As a young teenager, I remember trolling the streets of Cork City visiting store after store, looking for unknown or obscure VHS tapes or DVDs. It was always the horror section that piqued my interest the most, so every Saturday you could find me sitting in the movie section of any Virgin Megastore or HMV. It was on one of those Saturdays that I remember catching a glimpse of Robert Houston's Shogun Assassin. I recall it with vivid detail. The clam-shell VHS box sat atop the Video-Nasty section, with the coolest of cool taglines; "He whips out his sword and relieves his victims of their heads!"
Fast forward four or five years and here I am, finally tapping out a review for the movie. And I'm glad to say after all this time, the movie is excellent. Shogun Assassin's plot is fairly simplistic: After his wife is butchered and his home burnt to a crisp, retired Shogun Executioner Ogami Itto (Tomisaburo Wakayama) decides to take the road with his infant son Daigoro, with a new calling in life: Assassin. Once on the road, the Lone Wolf & Cub take various mercenary jobs, all the while on the look out for the evil Shogun's Army of Samurai.
An interesting thing to note is that Shogun Assassin is actually made up of the first two Lone Wolf & Cub films, Sword of Vengeance and Baby Cart at the River Styx. The two movies were chopped, sliced and slashed into an abbreviated, tighter 85 minutes by Robert Houston and his producer David Weisman. Shogun then played New York's 42nd Street for several weeks before disappearing once again. After listening to interviews and reading about Houston's work, I've gathered that the general idea was to cut out the lengthy dialogue scenes and have it be one action set-piece after another. All narrated by Ogami's infant son, Daigoro. Now I've never seen the two separate Lone Wolf & Cub films, so I only know Shogun Assassin, but Houston's editing, pacing and re-dubbing really does work. It creates this fantastic, lightning-fast samurai film, one that’s perfect for those just getting into samurai movies.
Tomisaburo Wakayama's performance as Ogami is superb, too. We get to see both sides of Ogami. The world's deadliest assassin, capable of killing men in their dozens all at one time. But scattered throughout the film are scenes of genuine chemistry and love between Ogami and his son, Daigoro. There's a great scene in particular when after being wounded in a fight, Ogami lies on his back, writhing in pain. Daigoro sees his father's torture and runs to a pale of water, where he drinks up then spits the water out, to share with his ailing parent. Their love and kinship really help the movie along, because when it gets down to the fight, Ogami and Daigoro are one of the best movie duos I've ever seen.

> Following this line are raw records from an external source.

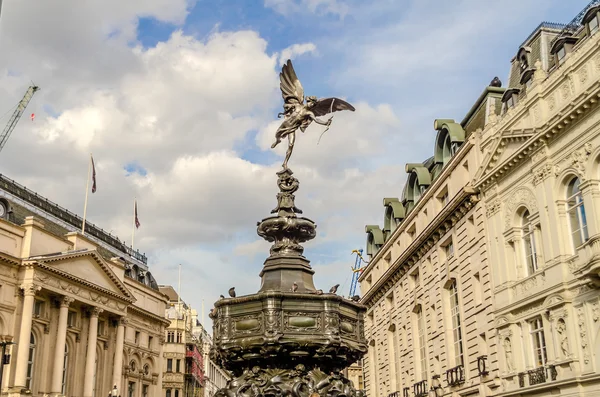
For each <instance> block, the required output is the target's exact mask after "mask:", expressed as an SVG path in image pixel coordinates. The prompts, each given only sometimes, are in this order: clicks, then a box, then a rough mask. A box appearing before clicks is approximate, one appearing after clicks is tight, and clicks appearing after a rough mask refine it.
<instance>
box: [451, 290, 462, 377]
mask: <svg viewBox="0 0 600 397" xmlns="http://www.w3.org/2000/svg"><path fill="white" fill-rule="evenodd" d="M450 316H451V318H452V335H453V337H454V365H456V366H459V365H464V360H463V343H462V324H461V319H460V304H459V301H458V288H457V286H456V281H455V282H453V283H452V285H451V286H450Z"/></svg>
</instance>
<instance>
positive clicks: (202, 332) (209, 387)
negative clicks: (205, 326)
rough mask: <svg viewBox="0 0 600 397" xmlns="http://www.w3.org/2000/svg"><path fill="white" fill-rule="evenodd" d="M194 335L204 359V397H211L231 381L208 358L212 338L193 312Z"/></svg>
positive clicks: (228, 378)
mask: <svg viewBox="0 0 600 397" xmlns="http://www.w3.org/2000/svg"><path fill="white" fill-rule="evenodd" d="M193 316H194V324H195V326H194V330H193V332H194V335H195V336H196V338H198V339H199V340H200V341H201V342H202V353H203V357H204V396H203V397H213V396H214V395H215V393H216V392H217V390H219V389H221V388H223V387H225V385H226V384H227V381H229V379H231V377H230V375H229V373H228V372H227V371H226V370H224V369H223V368H221V367H220V366H218V365H217V364H216V363H215V362H214V361H213V360H212V359H211V358H210V349H211V347H212V345H213V339H212V336H211V335H210V334H209V333H208V332H207V331H206V328H205V327H204V326H203V325H202V323H201V322H200V321H198V313H197V312H195V311H194V313H193Z"/></svg>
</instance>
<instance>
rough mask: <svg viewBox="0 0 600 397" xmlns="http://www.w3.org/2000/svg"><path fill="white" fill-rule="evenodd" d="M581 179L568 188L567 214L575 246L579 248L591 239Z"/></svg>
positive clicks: (572, 182)
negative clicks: (579, 188)
mask: <svg viewBox="0 0 600 397" xmlns="http://www.w3.org/2000/svg"><path fill="white" fill-rule="evenodd" d="M579 185H580V181H579V178H573V179H572V180H571V182H569V186H568V187H567V214H568V216H569V223H570V226H571V237H572V239H573V246H574V247H575V248H577V247H579V246H580V245H581V244H583V243H584V242H586V241H587V240H588V238H589V235H588V230H587V219H586V217H585V206H584V205H583V195H582V194H581V190H579Z"/></svg>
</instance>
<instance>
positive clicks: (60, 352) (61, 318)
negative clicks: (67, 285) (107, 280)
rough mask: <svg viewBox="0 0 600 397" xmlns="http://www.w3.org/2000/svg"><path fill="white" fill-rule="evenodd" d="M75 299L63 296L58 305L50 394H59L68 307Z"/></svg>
mask: <svg viewBox="0 0 600 397" xmlns="http://www.w3.org/2000/svg"><path fill="white" fill-rule="evenodd" d="M74 300H75V299H73V298H71V297H69V296H65V297H64V298H63V299H62V301H61V303H60V311H59V314H58V331H57V332H56V349H55V350H54V366H53V367H54V372H53V374H52V386H51V387H50V390H51V393H52V394H55V393H56V394H61V392H62V375H63V370H64V368H63V366H64V364H65V344H66V343H67V319H68V317H69V305H70V304H71V303H72V302H73V301H74Z"/></svg>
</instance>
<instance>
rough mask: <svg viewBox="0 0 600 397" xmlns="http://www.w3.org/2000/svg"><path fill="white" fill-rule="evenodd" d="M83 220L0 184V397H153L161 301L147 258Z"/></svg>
mask: <svg viewBox="0 0 600 397" xmlns="http://www.w3.org/2000/svg"><path fill="white" fill-rule="evenodd" d="M81 221H82V220H81V218H79V217H77V216H76V215H74V214H72V213H70V212H68V211H67V210H65V209H63V208H61V207H60V206H58V205H56V204H53V203H52V202H50V201H48V200H46V199H45V198H43V197H40V196H39V195H37V194H36V193H35V192H32V191H30V190H27V189H25V188H24V187H22V186H20V185H18V184H17V183H15V182H14V181H11V180H10V179H8V178H6V177H4V176H1V175H0V335H1V339H2V341H3V342H10V343H15V344H12V345H8V346H7V354H9V355H10V363H9V364H6V365H3V372H2V375H3V376H2V382H1V385H0V386H1V390H2V393H8V395H9V396H20V395H33V396H43V395H49V396H58V395H65V396H83V397H94V396H102V397H104V396H106V395H107V394H108V392H109V391H110V390H111V389H112V388H113V386H114V385H116V386H117V390H118V393H119V394H120V395H121V396H123V397H125V396H127V397H159V396H161V393H160V391H161V389H162V386H161V382H162V376H161V375H162V373H161V371H160V368H161V364H162V363H161V358H160V357H161V355H162V354H161V353H162V349H163V336H164V328H165V326H166V324H167V323H168V322H167V321H166V320H165V319H164V311H165V306H166V299H165V297H164V295H163V294H161V293H160V292H159V291H158V288H157V285H156V282H155V281H154V278H153V277H152V275H151V274H150V272H149V271H148V267H147V265H146V263H145V256H143V255H142V254H140V253H139V252H133V251H132V250H131V249H129V248H127V247H125V246H124V245H123V244H122V243H120V242H119V241H118V240H117V239H116V238H115V237H113V236H111V235H109V234H108V233H106V232H104V231H103V230H102V229H100V228H98V227H96V226H94V225H92V224H89V223H88V224H87V227H86V230H87V231H86V234H85V235H82V234H81ZM0 365H1V364H0Z"/></svg>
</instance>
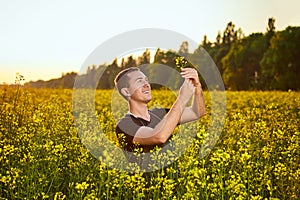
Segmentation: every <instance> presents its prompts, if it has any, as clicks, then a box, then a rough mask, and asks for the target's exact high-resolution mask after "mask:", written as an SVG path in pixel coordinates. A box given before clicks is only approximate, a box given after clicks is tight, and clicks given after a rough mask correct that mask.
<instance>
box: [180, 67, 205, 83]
mask: <svg viewBox="0 0 300 200" xmlns="http://www.w3.org/2000/svg"><path fill="white" fill-rule="evenodd" d="M180 74H181V76H182V77H183V78H185V79H191V80H192V83H193V85H194V86H195V87H196V86H200V87H201V83H200V81H199V77H198V72H197V70H195V69H193V68H182V69H181V72H180Z"/></svg>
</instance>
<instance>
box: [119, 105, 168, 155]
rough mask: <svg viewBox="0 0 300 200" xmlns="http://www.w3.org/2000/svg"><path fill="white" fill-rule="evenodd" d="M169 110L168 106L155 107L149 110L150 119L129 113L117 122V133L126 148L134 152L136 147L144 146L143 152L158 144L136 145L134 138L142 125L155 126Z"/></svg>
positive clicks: (141, 147) (154, 126)
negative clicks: (145, 119)
mask: <svg viewBox="0 0 300 200" xmlns="http://www.w3.org/2000/svg"><path fill="white" fill-rule="evenodd" d="M168 112H169V109H167V108H154V109H152V110H149V114H150V121H147V120H145V119H143V118H140V117H136V116H134V115H132V114H130V113H127V114H126V115H125V116H124V117H123V118H122V119H121V120H120V121H119V122H118V124H117V127H116V133H117V137H118V140H119V142H120V144H121V146H122V147H123V149H124V150H126V151H129V152H133V151H134V149H135V148H137V147H138V148H142V152H143V153H148V152H150V150H152V149H154V148H155V147H156V146H158V145H136V144H134V143H133V138H134V136H135V134H136V132H137V130H138V129H139V128H140V127H141V126H147V127H151V128H155V126H156V125H157V124H158V123H159V122H160V121H161V120H162V119H163V117H164V116H165V115H166V114H167V113H168Z"/></svg>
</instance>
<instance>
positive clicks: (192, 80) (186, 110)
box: [179, 68, 206, 124]
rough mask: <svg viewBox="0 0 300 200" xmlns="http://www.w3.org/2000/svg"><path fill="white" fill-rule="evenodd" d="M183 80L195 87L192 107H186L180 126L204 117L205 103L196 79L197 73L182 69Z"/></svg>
mask: <svg viewBox="0 0 300 200" xmlns="http://www.w3.org/2000/svg"><path fill="white" fill-rule="evenodd" d="M181 74H182V76H183V77H184V78H189V79H191V80H192V83H193V84H194V86H195V93H194V98H193V103H192V106H190V107H186V108H185V109H184V111H183V113H182V116H181V119H180V121H179V123H180V124H183V123H186V122H190V121H194V120H197V119H199V118H200V117H202V116H204V115H205V112H206V111H205V103H204V96H203V91H202V86H201V83H200V81H199V78H198V73H197V71H196V70H195V69H192V68H184V69H182V72H181Z"/></svg>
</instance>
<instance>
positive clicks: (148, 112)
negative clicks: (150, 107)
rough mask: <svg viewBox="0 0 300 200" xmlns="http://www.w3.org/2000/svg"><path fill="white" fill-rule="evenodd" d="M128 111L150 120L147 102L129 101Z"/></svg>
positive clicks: (136, 114)
mask: <svg viewBox="0 0 300 200" xmlns="http://www.w3.org/2000/svg"><path fill="white" fill-rule="evenodd" d="M129 112H130V113H131V114H133V115H134V116H136V117H140V118H143V119H145V120H147V121H150V115H149V112H148V105H147V104H137V103H129Z"/></svg>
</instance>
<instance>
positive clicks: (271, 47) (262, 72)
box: [260, 26, 300, 90]
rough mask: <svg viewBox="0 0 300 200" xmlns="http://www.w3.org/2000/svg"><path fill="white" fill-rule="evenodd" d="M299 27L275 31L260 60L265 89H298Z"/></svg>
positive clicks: (298, 63)
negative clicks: (262, 58) (260, 61)
mask: <svg viewBox="0 0 300 200" xmlns="http://www.w3.org/2000/svg"><path fill="white" fill-rule="evenodd" d="M299 49H300V27H291V26H289V27H287V28H286V29H285V30H284V31H280V32H276V33H275V34H274V36H273V37H272V39H271V40H270V47H269V49H268V50H267V51H266V53H265V54H264V57H263V59H262V61H261V63H260V64H261V71H262V75H263V82H264V84H265V89H279V90H288V89H294V90H299V89H300V81H299V80H300V79H299V75H300V60H299V57H300V51H299Z"/></svg>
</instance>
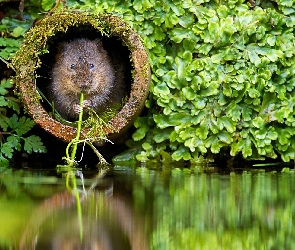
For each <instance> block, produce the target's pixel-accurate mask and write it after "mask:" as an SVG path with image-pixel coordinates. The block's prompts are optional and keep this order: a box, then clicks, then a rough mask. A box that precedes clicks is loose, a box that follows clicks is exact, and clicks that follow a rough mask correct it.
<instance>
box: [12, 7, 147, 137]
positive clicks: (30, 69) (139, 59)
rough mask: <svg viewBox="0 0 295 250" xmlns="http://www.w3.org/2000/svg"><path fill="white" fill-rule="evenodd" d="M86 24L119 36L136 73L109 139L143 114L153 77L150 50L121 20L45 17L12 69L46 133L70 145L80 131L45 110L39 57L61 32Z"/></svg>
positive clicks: (84, 14)
mask: <svg viewBox="0 0 295 250" xmlns="http://www.w3.org/2000/svg"><path fill="white" fill-rule="evenodd" d="M82 25H89V26H92V27H93V28H94V29H95V30H98V31H99V32H101V33H102V34H103V35H107V36H111V37H112V36H115V37H118V38H119V39H120V40H121V41H122V43H124V44H125V45H126V46H127V47H128V50H129V51H130V54H131V62H132V65H133V70H134V73H133V83H132V85H131V91H130V95H129V97H128V100H127V102H126V103H125V105H124V106H123V108H122V109H121V110H120V111H119V112H118V114H117V115H116V116H114V117H113V118H112V119H111V120H110V121H109V124H110V125H111V126H110V127H112V129H110V128H109V127H108V128H105V133H106V135H107V137H111V136H113V135H116V134H120V132H123V131H125V129H126V128H128V127H129V126H131V125H132V123H133V121H134V119H135V118H136V117H137V116H138V115H139V114H140V112H141V111H142V109H143V107H144V105H145V100H146V98H147V96H148V93H149V85H150V77H151V75H150V66H149V62H148V55H147V51H146V49H145V47H144V45H143V41H142V39H141V38H140V36H139V35H138V34H137V33H136V32H135V31H134V30H133V29H132V28H131V27H130V26H129V25H128V24H127V23H126V22H125V21H123V20H122V19H121V18H119V17H117V16H113V15H108V14H101V15H94V14H89V13H87V12H85V13H77V12H66V13H57V14H53V15H52V16H50V17H46V18H44V19H43V20H42V21H40V22H39V23H38V24H37V25H36V26H34V27H33V28H31V29H30V31H29V32H28V33H27V34H26V36H25V40H24V42H23V44H22V46H21V48H20V50H19V51H18V52H17V53H16V56H15V58H14V59H13V60H12V63H11V66H12V67H13V68H14V69H15V71H16V76H15V78H14V81H15V83H16V89H17V91H18V92H19V94H20V97H21V100H22V101H23V103H24V106H25V108H26V110H27V112H28V113H29V115H30V116H31V117H32V118H33V120H34V121H35V122H36V124H38V125H39V126H41V127H42V128H43V129H44V130H46V131H47V132H49V133H51V134H52V135H54V136H55V137H58V138H60V139H62V140H64V141H67V142H69V141H71V140H72V139H73V138H75V136H76V128H75V127H73V126H70V125H66V124H63V123H61V122H59V121H57V120H56V119H54V118H53V117H51V116H50V115H49V114H48V112H47V111H46V110H45V109H44V108H43V106H42V104H41V100H42V98H41V97H40V95H39V93H38V91H37V89H36V73H35V72H36V69H38V68H39V67H40V66H41V64H42V63H41V60H40V58H39V56H40V55H42V53H43V51H45V50H46V45H47V42H48V41H49V39H50V38H52V37H54V36H55V35H56V34H57V33H58V32H63V33H66V32H67V30H68V29H69V28H72V27H79V26H82ZM87 132H88V129H87V128H84V129H83V130H82V133H81V134H82V135H83V134H87Z"/></svg>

Getting back to Shogun Assassin's hilarious tagline, the movie really does apply heavy lashings of violence and gore. In almost all of their roadside encounters, Ogami slashes through his enemies bodies leaving fountains of blood and severed limbs. Daigoro isn't too bad of a killing machine either. His baby cart is like the Bat-Mobile of feudal Japan. It comes as standard with everything from machine guns, to sticks of dynamite to pop-out blades. With this entire arsenal at their disposal, the two carve up a legendary cinema body-count, one only horror films can dream of.
Shogun Assassin is currently available in a relatively cheap 5-Film Collector's Set courtesy of AnimEigo. It contains all 5 of the Shogun flicks (which are all equally fun) and some decent features too. On the discs you'll see a video interview with Shogun Assassin's Dubbing Director Scott Houle & a new audio commentary with Film Scholar Ric Meyers and Martial Arts Expert Steve Watson. The commentary is worth the listen, as it's ripe with trivia and general nuggets of interest on the films themselves. If you're going to go ahead and buy the movie, I'd go the whole nine yards and pick up the 5-Disc set, as it's a great worthwhile package.